To illustrate the strength of the resulting material, its developers Dr. Jake Barralet and Liam Grover at the University of Birmingham Dental School, UK, along with collaborators Dr Uwe Gbureck and Professor Roger Thull from the University of Wurzburg stood on a cylinder of the concrete measuring only 6mm in diameter. It supported them easily.
The Effect of Sodium Citrate Addition
Barralet’s team started work on this development around 12 months ago armed with the knowledge that citric acid was used already in low concentrations as a retardant in apatite cements. ‘It has been claimed by previous researchers that this improves injectability - but these authors were referring to ejection from a 2mm diameter nozzle, not a 800 micron hypodermic needle. This is an important distinction to make because the ejection pressure is related to the fourth power of (1/diameter), so reducing the diameter by 2.5 times, as we did, would increase the pressure required to eject it by around 40 times. In fact it couldn’t be done and the needle kept getting blocked as at that pressure the liquid and solid in the cement separate, so the needle acts as a quick blocking filter,’ says Barralet.
The Effect of Reducing Pore Size
Barralet’s solution relies on an elegantly simple method of decreasing the pore size of calcium phosphate using trisodium citrate or citric acid. The trisodiurn citrate decreases interparticulate forces by means of an electrostatic mutual repulsion, which allows a reduction in the amount of pores in the sample - meaning a denser packing of particles and a stronger material. Results so far show that calcium phosphate modified in this way is up to 400% stronger that cement mixed with water. Results for trisodium citrate and citric acid gave compressive stresses of 153MPa and 116MPa respectively (using a compaction pressure of 50MPa), which shows an ideal replacement for cortical bone that has compressive stresses around the 100MPa mark.
‘Our finding was that sodium citrate was required for apatite cements, and that much higher concentrations of up to 0.5 molar were needed than had been used before. Citric acid and not sodium citrate is needed to get this effect in brushite cements.’

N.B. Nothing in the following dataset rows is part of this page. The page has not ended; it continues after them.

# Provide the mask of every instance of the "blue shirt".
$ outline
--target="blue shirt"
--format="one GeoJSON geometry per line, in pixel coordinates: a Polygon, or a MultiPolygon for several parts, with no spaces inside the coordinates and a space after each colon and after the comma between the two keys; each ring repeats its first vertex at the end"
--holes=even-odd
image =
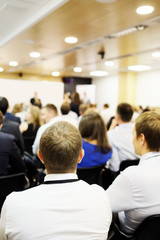
{"type": "Polygon", "coordinates": [[[78,168],[94,167],[105,164],[112,155],[112,151],[108,153],[102,153],[101,149],[96,151],[97,145],[88,143],[82,139],[82,146],[84,149],[84,157],[81,163],[78,163],[78,168]]]}

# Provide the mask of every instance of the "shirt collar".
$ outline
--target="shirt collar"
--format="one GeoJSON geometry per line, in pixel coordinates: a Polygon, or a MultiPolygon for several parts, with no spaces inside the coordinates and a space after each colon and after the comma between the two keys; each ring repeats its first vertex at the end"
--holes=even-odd
{"type": "Polygon", "coordinates": [[[44,181],[63,179],[78,179],[78,176],[75,173],[47,174],[44,178],[44,181]]]}
{"type": "Polygon", "coordinates": [[[160,157],[160,152],[148,152],[141,157],[140,163],[144,162],[149,158],[155,158],[155,157],[160,157]]]}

One area that this modified cement could open up is in vertebroplasty which would need injectable material forming into a high strength composite to withstand the compressive forces of the spinal vertebrae.
Other areas that could benefit from cement with increased strength and lower viscosity include:
• Craniofacial distraction - the team is working with researchers at Birmingham Children’s Hospital at expanding applications in this field that works to correct disorders such as obstructive sleep apnoea
• Anchor points - cortical bone screws can be held in the cement so it could be used to create surgical anchor points
• Fixation - since the cement is strong enough to be drilled through it may be used in conjunction with fixation hardware
• Minimally invasive procedures - injectable formulations could be used to simplify procedures such as sinus floor augmentation
• Pre-sets - such as a porous block made without sintering. Drugs could also be incorporated.
‘Being non-toxic, alpha hydroxy acid and salts may find other applications in stabilising mixtures such as slurries and liquefying pastes ceramics and cement industries,’ says Barralet. The team is now researching other applications and looking for a licensing partner and / or funds to proceed towards clinical trials.